At the same time, the banking sector does not depend directly on international capital markets, as external borrowing is currently low, and these are mostly loans from IFIs. For the first time in a long while, foreign investors have shown interest in the Ukrainian banking sector, primarily focusing on the segment of unsecured consumer lending.

Demand for corporate and retail loans is increasing, while quality of loan portfolio improves

The hryvnia corporate loan portfolio of banks has expanded at the rate of over 40% yoy, with lending to the segment of micro, small and medium businesses rising at the fastest rate. High demand for corporate loans is fueled by the rising output, the overall decrease in interest rates, and, partially, by the state support programs. The quality of corporate loan portfolio is improving.

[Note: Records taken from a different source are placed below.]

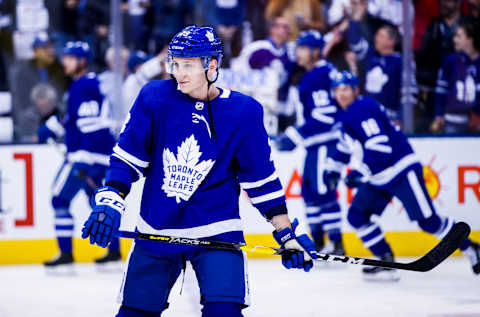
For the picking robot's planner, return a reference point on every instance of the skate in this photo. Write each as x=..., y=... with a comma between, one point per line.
x=62, y=264
x=473, y=254
x=338, y=248
x=380, y=274
x=111, y=262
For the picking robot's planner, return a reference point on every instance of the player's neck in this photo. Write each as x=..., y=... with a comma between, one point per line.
x=201, y=94
x=79, y=74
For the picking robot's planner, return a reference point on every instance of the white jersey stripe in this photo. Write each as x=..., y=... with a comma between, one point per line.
x=129, y=157
x=204, y=231
x=267, y=197
x=249, y=185
x=419, y=195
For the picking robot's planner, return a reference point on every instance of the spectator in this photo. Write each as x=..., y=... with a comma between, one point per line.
x=83, y=20
x=301, y=14
x=360, y=33
x=169, y=17
x=272, y=54
x=438, y=39
x=142, y=68
x=42, y=68
x=229, y=16
x=44, y=99
x=383, y=80
x=138, y=28
x=458, y=85
x=108, y=84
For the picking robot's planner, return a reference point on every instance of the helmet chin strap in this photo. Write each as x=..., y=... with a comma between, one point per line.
x=210, y=113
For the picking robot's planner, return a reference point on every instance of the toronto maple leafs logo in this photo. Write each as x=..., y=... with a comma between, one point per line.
x=184, y=173
x=210, y=36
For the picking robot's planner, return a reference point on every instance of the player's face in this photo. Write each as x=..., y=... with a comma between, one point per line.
x=461, y=40
x=345, y=95
x=189, y=74
x=383, y=41
x=70, y=64
x=304, y=56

Consumer lending has accelerated to over 30% yoy, the rates seen before the crisis, thanks to demand from households and attractiveness of the segment to banks due to its profitability. An increase in risk weights on unsecured consumer loans to 150% effective 1 January 2022 will promote an appropriate capital cushion to cover credit risk of this portfolio.

Bank funding is sufficient to continue lending

Deposits on current accounts dominate in the current bank funding structure. The structure poses no barriers to active lending. However, the inflow of household deposits to banks has slowed. Higher inflation, policy rate hikes, and their intention to extend funding maturity encourage banks to offer higher interest rates on term deposits.

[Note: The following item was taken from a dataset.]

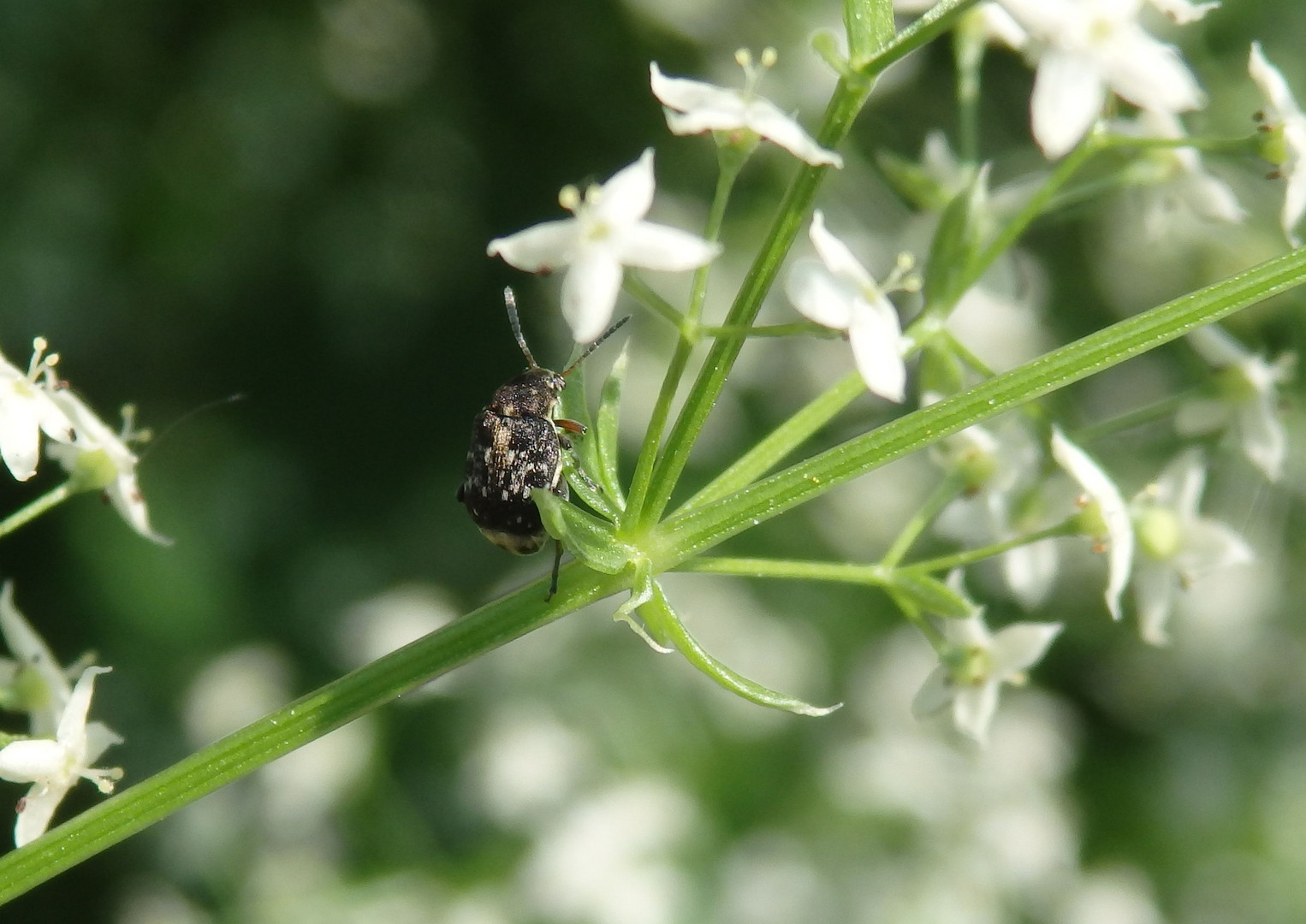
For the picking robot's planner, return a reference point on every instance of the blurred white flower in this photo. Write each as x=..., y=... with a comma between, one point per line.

Banking sector generates record-high profits

Active lending has promoted growth in net interest income, while material volume of transaction business pushed up net fee and commission income. This, coupled with lower expenses on provisioning and moderate administrative costs, ensured record-high profitability of the sector. 

Loan rates still have a certain potential for a decline, primarily the rates on mortgages and loans micro, small and medium businesses. At the same time, the NBU expects the cost of funding to increase moderately in 2022. Therefore, the downward trend in banks’ net interest margin is to persist. 

Banks are to build capital buffers up over the next two years

The 2021 stress tests of the largest banks showed that capital risks have decreased noticeably compared to the previous assessment of 2019. Credit risk is not the major source for capital needs now, with the interest rate risk outweighing it. The banks that were identified as having material risks are already working on mitigation thereof under restructuring plans.

Windfall profits of the banking sector and large capital cushions allow the banks to comply with a number of capital requirements to be introduced in early 2022. More specifically, the NBU will require the banks to cover 50% of their estimated operational risk with capital and increase risk weights to 150% for unsecured consumer loans and to 50% for foreign-currency domestic government debt securities. Now is also a good time to activate capital conservation buffer and systemic importance buffer. The banks will have to build up 50% of the capital conservation buffer and 100% of the systemic importance buffer by 1 January 2023. By 1 January 2024, both buffers are to be built in full.